AI can be applied virtually anywhere to improve business processes. Here are some key areas:
Customer care
- Chatbots and virtual assistants
- Review sentiment analysis
- Automated email replies
Human resources
- CV screening and candidate matching
- Predictive turnover analysis
- Automated onboarding
Marketing and sales
- Campaign personalization
- Lead scoring and conversion forecasting
- Automated content generation
Operations
- Supply chain optimization
- Process anomaly detection
- Intelligent task planning
IT & cybersecurity
- Automated threat monitoring
- Ticket management automation
- AI for predictive maintenance
How to Get Started with AI to Improve Business Processes
Here’s a 5-step mini-plan to get you off to a good start:
- Choose a well-defined process to improve
(e.g. customer support, internal request management, FAQs, orders).
- Involve a small team
Motivated, transversal, with ownership.
- Opt for a no-code AI solution
It can be activated in just a few days and can be managed even by non-technical people.
- Monitor results and feedback
Continuous monitoring to achieve the best results.ltati.
- Plan expansion
Once you get the first results, start thinking about what happens next.
In conclusion: Don’t wait for the perfect moment to improve your processes.
AI to improve business processes isn’t a project to be put on hold “until the budget is available.” It’s a strategic tool for:
- improving efficiency
- freeing up your teams’ time
- offering better experiences to customers and employees
The world is moving fast.
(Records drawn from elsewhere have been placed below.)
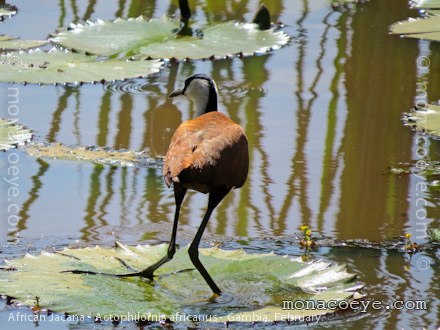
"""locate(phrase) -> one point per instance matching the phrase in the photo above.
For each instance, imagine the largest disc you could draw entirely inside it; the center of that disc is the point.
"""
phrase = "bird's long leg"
(179, 194)
(214, 198)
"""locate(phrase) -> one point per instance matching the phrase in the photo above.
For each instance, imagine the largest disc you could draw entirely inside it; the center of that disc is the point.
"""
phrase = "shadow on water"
(322, 117)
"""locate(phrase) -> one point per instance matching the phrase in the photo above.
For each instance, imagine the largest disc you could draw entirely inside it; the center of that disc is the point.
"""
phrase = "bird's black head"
(202, 90)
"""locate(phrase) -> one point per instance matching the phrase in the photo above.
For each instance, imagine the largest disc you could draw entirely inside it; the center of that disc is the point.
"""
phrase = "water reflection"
(321, 117)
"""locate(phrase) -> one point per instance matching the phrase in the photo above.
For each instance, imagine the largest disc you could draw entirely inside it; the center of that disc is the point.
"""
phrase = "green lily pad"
(6, 10)
(98, 155)
(421, 28)
(60, 66)
(12, 43)
(250, 282)
(13, 135)
(425, 120)
(158, 38)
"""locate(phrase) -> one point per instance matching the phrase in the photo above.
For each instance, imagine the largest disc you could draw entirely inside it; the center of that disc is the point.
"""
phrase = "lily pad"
(98, 155)
(12, 43)
(62, 66)
(250, 282)
(6, 10)
(13, 135)
(158, 38)
(425, 120)
(421, 28)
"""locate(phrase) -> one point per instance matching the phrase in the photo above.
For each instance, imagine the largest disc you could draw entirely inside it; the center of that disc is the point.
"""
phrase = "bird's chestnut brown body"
(207, 153)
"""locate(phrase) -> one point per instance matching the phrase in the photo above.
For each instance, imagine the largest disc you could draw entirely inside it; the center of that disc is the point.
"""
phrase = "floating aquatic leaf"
(12, 43)
(59, 66)
(425, 120)
(422, 28)
(158, 38)
(93, 154)
(13, 135)
(6, 10)
(251, 282)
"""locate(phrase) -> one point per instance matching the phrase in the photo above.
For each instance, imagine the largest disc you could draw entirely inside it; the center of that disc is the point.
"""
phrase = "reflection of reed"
(297, 181)
(88, 231)
(33, 196)
(330, 161)
(103, 119)
(371, 140)
(56, 117)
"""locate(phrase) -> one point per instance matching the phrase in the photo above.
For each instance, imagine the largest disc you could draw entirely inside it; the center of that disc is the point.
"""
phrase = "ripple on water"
(128, 86)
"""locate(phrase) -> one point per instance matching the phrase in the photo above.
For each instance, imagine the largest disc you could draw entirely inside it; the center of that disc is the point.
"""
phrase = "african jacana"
(208, 154)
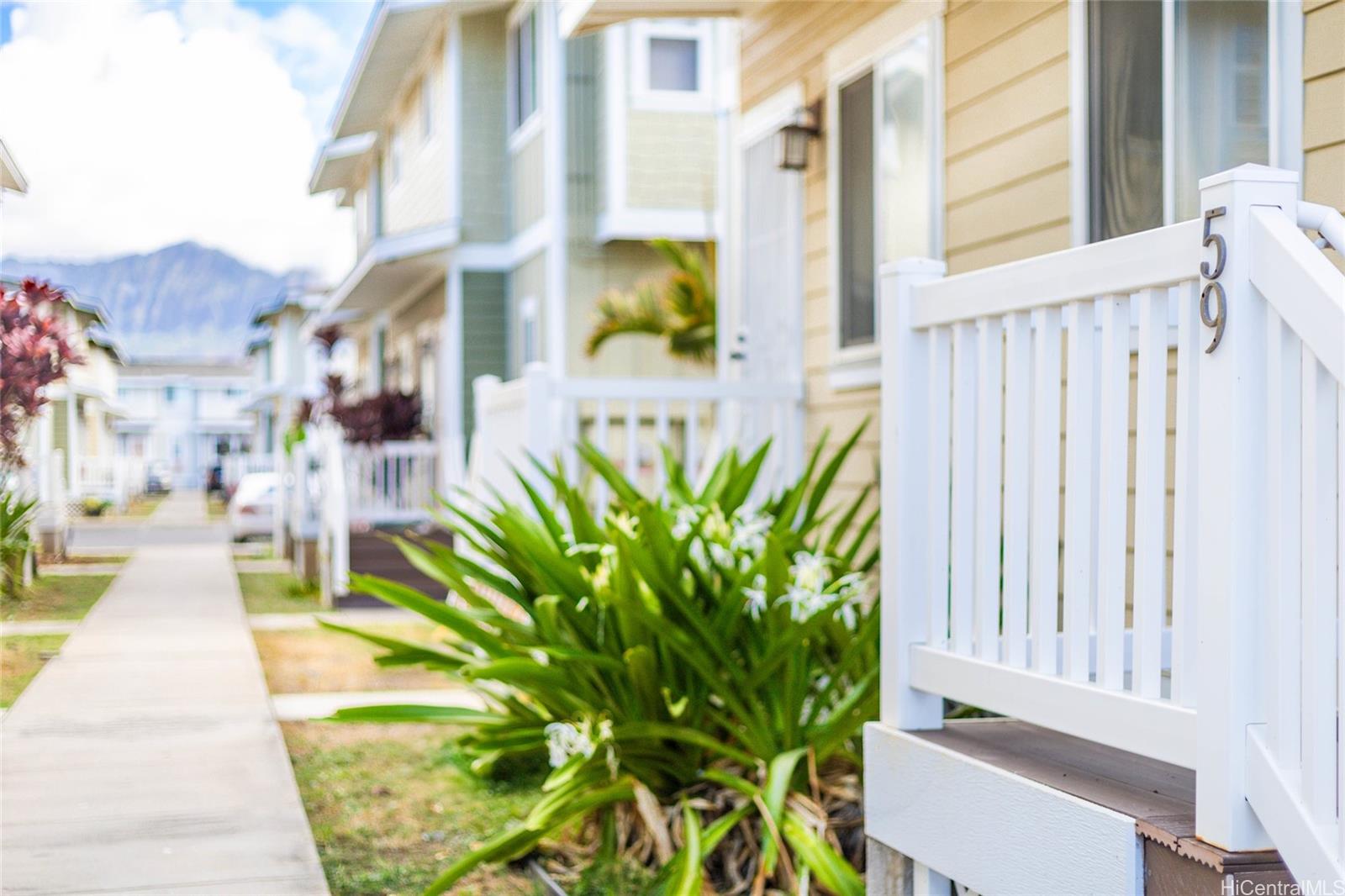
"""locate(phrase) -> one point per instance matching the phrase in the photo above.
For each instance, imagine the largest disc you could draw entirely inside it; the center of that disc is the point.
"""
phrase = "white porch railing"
(116, 479)
(1009, 579)
(393, 482)
(630, 419)
(235, 467)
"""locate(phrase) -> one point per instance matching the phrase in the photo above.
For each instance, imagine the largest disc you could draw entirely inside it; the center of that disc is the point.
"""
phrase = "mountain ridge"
(181, 300)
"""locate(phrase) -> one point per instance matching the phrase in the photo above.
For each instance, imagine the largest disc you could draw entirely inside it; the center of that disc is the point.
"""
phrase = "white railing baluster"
(1185, 508)
(963, 548)
(1150, 603)
(661, 435)
(1318, 630)
(1284, 546)
(941, 490)
(1044, 559)
(632, 447)
(989, 445)
(1111, 492)
(1017, 470)
(1080, 416)
(692, 451)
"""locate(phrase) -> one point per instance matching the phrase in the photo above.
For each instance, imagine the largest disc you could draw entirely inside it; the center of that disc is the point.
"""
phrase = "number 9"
(1221, 314)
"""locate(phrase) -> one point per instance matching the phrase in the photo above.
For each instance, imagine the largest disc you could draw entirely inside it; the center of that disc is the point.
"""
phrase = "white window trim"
(858, 366)
(1284, 94)
(531, 123)
(645, 98)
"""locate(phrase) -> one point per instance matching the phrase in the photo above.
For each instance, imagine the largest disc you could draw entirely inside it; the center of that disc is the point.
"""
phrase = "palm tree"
(681, 308)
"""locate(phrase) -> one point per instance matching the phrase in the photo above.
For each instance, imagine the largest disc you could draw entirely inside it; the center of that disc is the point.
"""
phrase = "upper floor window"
(1143, 175)
(670, 65)
(522, 47)
(887, 175)
(427, 108)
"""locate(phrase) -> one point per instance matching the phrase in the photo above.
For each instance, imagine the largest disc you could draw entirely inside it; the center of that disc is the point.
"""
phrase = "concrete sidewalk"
(145, 756)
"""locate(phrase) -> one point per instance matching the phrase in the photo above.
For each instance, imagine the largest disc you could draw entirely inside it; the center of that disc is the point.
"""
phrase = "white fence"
(630, 419)
(116, 479)
(1009, 579)
(235, 467)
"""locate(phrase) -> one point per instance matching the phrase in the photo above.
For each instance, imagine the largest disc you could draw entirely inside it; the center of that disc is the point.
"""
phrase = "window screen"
(856, 197)
(672, 64)
(524, 40)
(1126, 118)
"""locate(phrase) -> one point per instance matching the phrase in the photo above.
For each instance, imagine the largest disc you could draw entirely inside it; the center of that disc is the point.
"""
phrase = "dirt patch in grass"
(392, 806)
(22, 656)
(277, 593)
(55, 598)
(319, 661)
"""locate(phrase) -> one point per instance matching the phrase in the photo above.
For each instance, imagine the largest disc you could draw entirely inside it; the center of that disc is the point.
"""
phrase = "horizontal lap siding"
(1324, 105)
(784, 44)
(1006, 155)
(1006, 96)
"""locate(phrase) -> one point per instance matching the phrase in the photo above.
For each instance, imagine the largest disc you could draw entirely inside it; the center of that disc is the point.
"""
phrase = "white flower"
(685, 521)
(809, 571)
(565, 741)
(750, 532)
(757, 603)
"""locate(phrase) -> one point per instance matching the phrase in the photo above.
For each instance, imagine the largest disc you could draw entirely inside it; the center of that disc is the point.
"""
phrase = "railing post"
(1232, 572)
(905, 477)
(542, 440)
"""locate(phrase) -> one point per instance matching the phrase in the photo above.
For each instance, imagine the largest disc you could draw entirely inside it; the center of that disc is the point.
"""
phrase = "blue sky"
(155, 123)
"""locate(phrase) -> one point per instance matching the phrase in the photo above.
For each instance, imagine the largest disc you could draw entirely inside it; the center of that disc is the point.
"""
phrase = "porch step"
(373, 555)
(1002, 772)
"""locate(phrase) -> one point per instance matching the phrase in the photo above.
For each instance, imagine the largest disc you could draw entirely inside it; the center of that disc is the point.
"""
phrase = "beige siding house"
(1008, 136)
(493, 208)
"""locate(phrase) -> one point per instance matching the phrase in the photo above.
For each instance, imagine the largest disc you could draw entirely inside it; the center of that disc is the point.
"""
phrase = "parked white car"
(252, 510)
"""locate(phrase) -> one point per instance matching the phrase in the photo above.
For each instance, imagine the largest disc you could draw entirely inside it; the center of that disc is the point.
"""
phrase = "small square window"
(674, 64)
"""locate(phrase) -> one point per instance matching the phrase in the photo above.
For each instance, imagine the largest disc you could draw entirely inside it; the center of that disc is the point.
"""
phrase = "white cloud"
(141, 125)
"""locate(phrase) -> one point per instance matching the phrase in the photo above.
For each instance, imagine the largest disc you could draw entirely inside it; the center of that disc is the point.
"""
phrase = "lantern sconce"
(797, 136)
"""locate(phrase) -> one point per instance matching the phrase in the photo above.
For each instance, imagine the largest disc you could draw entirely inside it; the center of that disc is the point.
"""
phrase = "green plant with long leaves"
(17, 515)
(694, 667)
(681, 308)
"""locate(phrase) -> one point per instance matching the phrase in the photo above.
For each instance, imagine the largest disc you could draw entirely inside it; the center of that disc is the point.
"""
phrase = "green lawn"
(277, 593)
(55, 598)
(392, 806)
(22, 656)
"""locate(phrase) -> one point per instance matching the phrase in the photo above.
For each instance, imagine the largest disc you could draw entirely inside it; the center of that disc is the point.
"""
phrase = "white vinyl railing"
(393, 482)
(630, 420)
(116, 479)
(1010, 580)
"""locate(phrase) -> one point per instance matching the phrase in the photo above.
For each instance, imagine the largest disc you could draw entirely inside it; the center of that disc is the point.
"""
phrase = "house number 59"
(1214, 288)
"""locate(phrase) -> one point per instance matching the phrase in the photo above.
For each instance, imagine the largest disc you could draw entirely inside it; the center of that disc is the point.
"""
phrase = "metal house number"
(1214, 288)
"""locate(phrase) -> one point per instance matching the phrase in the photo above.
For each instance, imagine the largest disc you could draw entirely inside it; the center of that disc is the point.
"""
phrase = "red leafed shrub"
(35, 351)
(389, 416)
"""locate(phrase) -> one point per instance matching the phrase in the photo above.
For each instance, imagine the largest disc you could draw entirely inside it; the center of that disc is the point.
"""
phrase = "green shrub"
(15, 540)
(694, 669)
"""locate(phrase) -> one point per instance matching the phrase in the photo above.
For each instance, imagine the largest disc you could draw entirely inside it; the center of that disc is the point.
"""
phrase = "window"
(674, 64)
(1221, 89)
(857, 219)
(887, 175)
(427, 108)
(670, 65)
(522, 44)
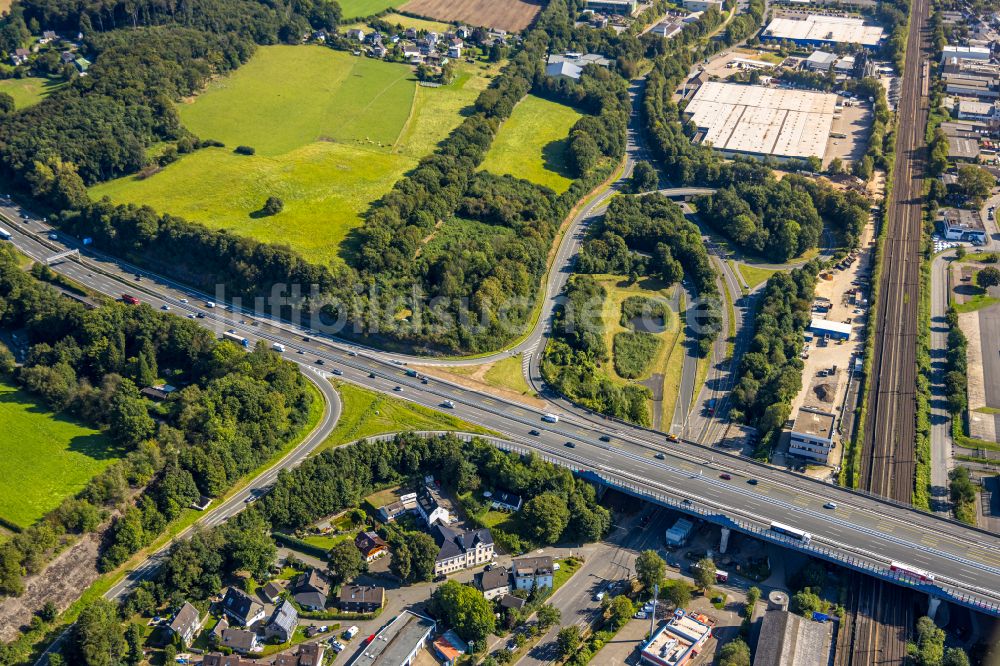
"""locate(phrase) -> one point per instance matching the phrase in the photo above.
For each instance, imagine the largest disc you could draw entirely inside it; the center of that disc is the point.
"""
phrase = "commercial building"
(533, 572)
(790, 640)
(961, 224)
(677, 642)
(755, 120)
(963, 150)
(819, 30)
(398, 643)
(622, 7)
(812, 434)
(679, 533)
(973, 110)
(835, 329)
(964, 53)
(702, 5)
(821, 61)
(460, 550)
Companies that have started using AI today are already reaping tangible benefits.
What about you? Do you want to sit back and watch or take the first step?
Faqs – AI to Improve Business Processes
AI automates repetitive tasks, improves decision quality, reduces errors and downtime, increases productivity, and delivers personalized experiences to customers and employees. It also helps companies become more agile, competitive, and data-driven.
The best way to get started is with a well-defined, high-impact process (such as customer care or internal support). It’s advisable to use no-code AI solutions, with “land and expand” approaches—small pilot projects with measurable ROI that can be scaled over time.
Absolutely yes: AI is now accessible to even SMEs thanks to no-code tools, SaaS platforms, and flexible pricing models (pay-as-you-go). You don’t need advanced technical skills to start using it effectively.